The Corner

Who Would Whip Raif?

Please bear with me for a minute, because I’m going to write about a Broadway musical and a human-rights case.

Over the weekend, I took my niece to The King and I at Lincoln Center. I hadn’t seen it since I was about her age. Some extraordinary music in there, but that’s a separate story.

There is a Burmese slave girl who attempts to escape from the Siamese king’s harem. He is about to lash her with a bullwhip. In this production, he takes a few practice lashes, and the whip makes a terrible noise. In the end, his hand is stayed: He cannot follow through in whipping the girl.

I thought of Raif Badawi, the political prisoner in Saudi Arabia. He is very slight, and diabetic. He has been sentenced to ten years in prison and a thousand lashes. For what? For advocating the most fundamental human rights.

He was to be lashed 50 times every Friday for 20 weeks. The first Friday nearly killed him, apparently. The second 50 has been repeatedly postponed, thanks probably to international attention.

I have written about Raif Badawi and his wife, Ensaf Haidar, in the magazine. She is in exile — Quebec — campaigning for her husband.
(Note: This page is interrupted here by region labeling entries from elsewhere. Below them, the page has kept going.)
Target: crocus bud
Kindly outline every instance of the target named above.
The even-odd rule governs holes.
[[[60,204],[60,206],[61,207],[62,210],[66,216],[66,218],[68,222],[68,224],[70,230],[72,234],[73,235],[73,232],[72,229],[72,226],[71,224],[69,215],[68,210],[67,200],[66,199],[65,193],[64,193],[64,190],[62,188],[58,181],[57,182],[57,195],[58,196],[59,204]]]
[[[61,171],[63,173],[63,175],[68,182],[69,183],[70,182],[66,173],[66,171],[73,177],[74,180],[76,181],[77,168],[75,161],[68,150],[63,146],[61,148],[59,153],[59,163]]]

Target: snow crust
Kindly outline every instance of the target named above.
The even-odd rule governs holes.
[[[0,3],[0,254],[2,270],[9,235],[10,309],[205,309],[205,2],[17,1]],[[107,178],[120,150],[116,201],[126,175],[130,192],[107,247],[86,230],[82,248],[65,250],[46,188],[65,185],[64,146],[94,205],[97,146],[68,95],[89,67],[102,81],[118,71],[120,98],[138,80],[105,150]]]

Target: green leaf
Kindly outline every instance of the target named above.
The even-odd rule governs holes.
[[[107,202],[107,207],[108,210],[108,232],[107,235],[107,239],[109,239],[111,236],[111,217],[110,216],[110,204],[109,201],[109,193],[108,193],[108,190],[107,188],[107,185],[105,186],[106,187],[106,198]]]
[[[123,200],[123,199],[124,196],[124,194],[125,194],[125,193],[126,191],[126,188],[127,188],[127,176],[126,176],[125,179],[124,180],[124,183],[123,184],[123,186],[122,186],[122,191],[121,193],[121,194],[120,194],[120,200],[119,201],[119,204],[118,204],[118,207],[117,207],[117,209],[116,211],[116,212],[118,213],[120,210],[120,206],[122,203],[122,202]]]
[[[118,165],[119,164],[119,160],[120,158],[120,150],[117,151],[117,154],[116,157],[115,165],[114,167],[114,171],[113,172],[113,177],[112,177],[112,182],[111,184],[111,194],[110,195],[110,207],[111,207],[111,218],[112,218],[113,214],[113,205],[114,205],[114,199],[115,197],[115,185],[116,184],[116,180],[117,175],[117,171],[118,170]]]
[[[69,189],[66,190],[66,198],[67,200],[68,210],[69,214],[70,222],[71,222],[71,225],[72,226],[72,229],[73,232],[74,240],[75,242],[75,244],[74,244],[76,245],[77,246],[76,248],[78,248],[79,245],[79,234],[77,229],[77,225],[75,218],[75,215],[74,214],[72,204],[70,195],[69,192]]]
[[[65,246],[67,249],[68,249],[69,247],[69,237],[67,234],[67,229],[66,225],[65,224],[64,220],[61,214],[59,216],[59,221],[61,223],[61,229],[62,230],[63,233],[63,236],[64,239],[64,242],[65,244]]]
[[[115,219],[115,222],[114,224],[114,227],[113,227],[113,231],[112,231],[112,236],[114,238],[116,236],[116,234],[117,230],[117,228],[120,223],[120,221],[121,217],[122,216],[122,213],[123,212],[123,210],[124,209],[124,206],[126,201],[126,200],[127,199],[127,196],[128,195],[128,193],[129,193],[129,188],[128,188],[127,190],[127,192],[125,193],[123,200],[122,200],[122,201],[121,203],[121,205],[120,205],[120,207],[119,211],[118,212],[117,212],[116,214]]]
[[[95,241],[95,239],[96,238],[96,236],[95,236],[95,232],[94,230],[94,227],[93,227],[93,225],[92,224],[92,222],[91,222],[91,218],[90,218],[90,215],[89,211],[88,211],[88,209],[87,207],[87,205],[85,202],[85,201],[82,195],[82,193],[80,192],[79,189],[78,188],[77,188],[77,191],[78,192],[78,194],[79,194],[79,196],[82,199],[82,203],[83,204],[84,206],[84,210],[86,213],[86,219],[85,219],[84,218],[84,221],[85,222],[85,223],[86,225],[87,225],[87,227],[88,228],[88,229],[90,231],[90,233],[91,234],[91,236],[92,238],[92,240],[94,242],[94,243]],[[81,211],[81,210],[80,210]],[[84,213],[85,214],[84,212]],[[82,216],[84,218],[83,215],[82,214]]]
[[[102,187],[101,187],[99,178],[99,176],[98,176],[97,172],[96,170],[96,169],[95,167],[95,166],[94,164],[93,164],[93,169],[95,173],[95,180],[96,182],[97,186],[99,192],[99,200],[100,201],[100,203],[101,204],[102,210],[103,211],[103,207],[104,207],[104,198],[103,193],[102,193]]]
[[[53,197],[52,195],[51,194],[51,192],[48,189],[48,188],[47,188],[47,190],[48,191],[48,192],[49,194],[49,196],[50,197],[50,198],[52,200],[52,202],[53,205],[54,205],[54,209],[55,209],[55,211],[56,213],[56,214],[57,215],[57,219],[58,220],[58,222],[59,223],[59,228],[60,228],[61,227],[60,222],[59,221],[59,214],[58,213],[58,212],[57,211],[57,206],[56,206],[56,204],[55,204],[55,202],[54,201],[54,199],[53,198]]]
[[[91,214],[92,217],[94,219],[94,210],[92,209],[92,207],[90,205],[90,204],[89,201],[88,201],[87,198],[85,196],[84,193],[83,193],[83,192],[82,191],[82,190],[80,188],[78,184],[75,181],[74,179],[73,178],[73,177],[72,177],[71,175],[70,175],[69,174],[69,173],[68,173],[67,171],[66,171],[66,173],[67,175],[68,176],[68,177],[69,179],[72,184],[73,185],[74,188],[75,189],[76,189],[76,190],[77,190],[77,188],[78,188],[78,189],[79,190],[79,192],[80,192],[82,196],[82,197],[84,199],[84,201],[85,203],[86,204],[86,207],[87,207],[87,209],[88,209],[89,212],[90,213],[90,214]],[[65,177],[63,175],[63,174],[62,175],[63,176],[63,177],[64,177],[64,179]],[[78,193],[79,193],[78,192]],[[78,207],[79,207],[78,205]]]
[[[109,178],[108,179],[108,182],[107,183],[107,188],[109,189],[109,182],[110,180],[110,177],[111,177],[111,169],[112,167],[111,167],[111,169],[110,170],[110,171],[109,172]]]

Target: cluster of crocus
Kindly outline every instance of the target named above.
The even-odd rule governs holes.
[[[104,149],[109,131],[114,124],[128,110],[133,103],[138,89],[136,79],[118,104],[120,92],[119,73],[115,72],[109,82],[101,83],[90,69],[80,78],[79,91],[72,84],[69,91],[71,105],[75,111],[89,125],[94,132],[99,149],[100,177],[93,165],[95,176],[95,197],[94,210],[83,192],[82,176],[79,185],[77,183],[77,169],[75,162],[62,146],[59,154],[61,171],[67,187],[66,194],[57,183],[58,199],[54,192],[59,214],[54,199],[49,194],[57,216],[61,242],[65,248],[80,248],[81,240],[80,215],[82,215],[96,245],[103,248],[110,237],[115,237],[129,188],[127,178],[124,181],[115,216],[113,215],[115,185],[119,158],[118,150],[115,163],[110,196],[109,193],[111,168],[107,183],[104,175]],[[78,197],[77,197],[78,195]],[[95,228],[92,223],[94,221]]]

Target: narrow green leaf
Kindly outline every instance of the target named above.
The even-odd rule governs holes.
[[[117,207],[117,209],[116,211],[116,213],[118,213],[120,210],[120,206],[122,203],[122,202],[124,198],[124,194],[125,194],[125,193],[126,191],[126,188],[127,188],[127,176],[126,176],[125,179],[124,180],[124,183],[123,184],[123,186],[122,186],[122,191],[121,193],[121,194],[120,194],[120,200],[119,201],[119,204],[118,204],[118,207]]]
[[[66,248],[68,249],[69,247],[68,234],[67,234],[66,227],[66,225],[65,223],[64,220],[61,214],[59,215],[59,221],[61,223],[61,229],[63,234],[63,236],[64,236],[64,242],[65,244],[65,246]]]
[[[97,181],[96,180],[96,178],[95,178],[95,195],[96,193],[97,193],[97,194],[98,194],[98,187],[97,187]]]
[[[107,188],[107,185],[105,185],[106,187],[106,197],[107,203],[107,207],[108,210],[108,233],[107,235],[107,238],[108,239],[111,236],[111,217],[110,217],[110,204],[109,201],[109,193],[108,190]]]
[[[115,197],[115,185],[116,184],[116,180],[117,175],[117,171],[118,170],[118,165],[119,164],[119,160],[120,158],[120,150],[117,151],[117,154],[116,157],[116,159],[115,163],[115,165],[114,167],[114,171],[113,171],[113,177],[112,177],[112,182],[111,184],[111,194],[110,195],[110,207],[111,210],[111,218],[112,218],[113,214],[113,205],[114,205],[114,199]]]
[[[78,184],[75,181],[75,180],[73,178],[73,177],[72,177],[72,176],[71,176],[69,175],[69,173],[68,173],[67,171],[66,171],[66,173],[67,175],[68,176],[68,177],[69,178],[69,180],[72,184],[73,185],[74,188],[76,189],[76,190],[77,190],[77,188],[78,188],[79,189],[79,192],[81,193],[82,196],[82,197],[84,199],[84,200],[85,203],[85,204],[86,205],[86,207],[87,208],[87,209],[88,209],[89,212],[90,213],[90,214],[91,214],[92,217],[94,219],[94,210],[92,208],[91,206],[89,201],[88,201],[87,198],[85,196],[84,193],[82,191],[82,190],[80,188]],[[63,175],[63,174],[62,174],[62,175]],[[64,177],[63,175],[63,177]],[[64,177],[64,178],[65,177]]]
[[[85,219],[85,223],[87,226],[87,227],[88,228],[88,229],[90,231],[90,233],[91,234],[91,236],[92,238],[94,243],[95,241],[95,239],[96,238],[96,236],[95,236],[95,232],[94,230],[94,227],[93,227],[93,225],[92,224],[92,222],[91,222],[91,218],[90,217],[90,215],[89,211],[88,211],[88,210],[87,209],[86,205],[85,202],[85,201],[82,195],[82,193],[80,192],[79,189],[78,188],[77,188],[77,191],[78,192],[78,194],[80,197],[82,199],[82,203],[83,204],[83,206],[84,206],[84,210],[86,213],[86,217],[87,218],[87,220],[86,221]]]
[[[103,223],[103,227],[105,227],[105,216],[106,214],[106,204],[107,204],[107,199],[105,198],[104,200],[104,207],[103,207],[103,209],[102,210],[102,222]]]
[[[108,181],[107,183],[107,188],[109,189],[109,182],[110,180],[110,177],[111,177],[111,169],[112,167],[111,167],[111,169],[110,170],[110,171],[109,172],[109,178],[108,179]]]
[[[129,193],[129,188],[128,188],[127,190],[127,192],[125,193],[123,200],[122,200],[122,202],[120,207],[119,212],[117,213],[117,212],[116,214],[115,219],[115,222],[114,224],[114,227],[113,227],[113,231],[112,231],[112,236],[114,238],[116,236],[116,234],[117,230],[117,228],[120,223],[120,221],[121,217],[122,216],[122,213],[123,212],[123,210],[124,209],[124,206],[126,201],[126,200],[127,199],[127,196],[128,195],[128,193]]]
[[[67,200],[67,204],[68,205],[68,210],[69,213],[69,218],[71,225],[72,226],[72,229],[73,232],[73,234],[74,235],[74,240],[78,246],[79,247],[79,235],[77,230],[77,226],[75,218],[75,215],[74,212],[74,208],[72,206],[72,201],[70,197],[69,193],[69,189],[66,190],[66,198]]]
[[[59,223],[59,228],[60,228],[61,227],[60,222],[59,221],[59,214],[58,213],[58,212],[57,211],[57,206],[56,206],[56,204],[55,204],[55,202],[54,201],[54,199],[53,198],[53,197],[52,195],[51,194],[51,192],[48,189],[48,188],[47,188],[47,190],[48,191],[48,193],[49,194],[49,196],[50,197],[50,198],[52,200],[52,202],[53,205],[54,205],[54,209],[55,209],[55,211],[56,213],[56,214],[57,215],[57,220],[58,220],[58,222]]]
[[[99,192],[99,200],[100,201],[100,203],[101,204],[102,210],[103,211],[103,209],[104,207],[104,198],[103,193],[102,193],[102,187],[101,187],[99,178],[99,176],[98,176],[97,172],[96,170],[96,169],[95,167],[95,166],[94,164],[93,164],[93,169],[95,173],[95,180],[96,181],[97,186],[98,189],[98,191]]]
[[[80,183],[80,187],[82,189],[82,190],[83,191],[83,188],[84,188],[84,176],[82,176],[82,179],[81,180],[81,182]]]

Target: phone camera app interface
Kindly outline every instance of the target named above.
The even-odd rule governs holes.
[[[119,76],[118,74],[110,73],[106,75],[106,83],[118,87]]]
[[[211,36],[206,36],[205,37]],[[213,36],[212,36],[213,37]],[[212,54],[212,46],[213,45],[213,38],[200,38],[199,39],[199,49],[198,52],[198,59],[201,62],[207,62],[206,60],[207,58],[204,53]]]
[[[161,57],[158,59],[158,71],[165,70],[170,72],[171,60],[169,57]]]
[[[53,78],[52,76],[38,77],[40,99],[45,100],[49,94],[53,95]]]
I have expanded that piece today on our site (here).

What stings the king of Siam in that musical is the English schoolteacher’s assertion that he is a barbarian: a barbarian if he goes through with the lashing of the slave girl. And the House of Saud?

I say in my piece today that “Saudi Arabia is our ally, and necessarily so. But we citizens should not close our eyes to the fact that, really, this is a ghastly dictatorship, imprisoning and torturing some of the very best of that country.”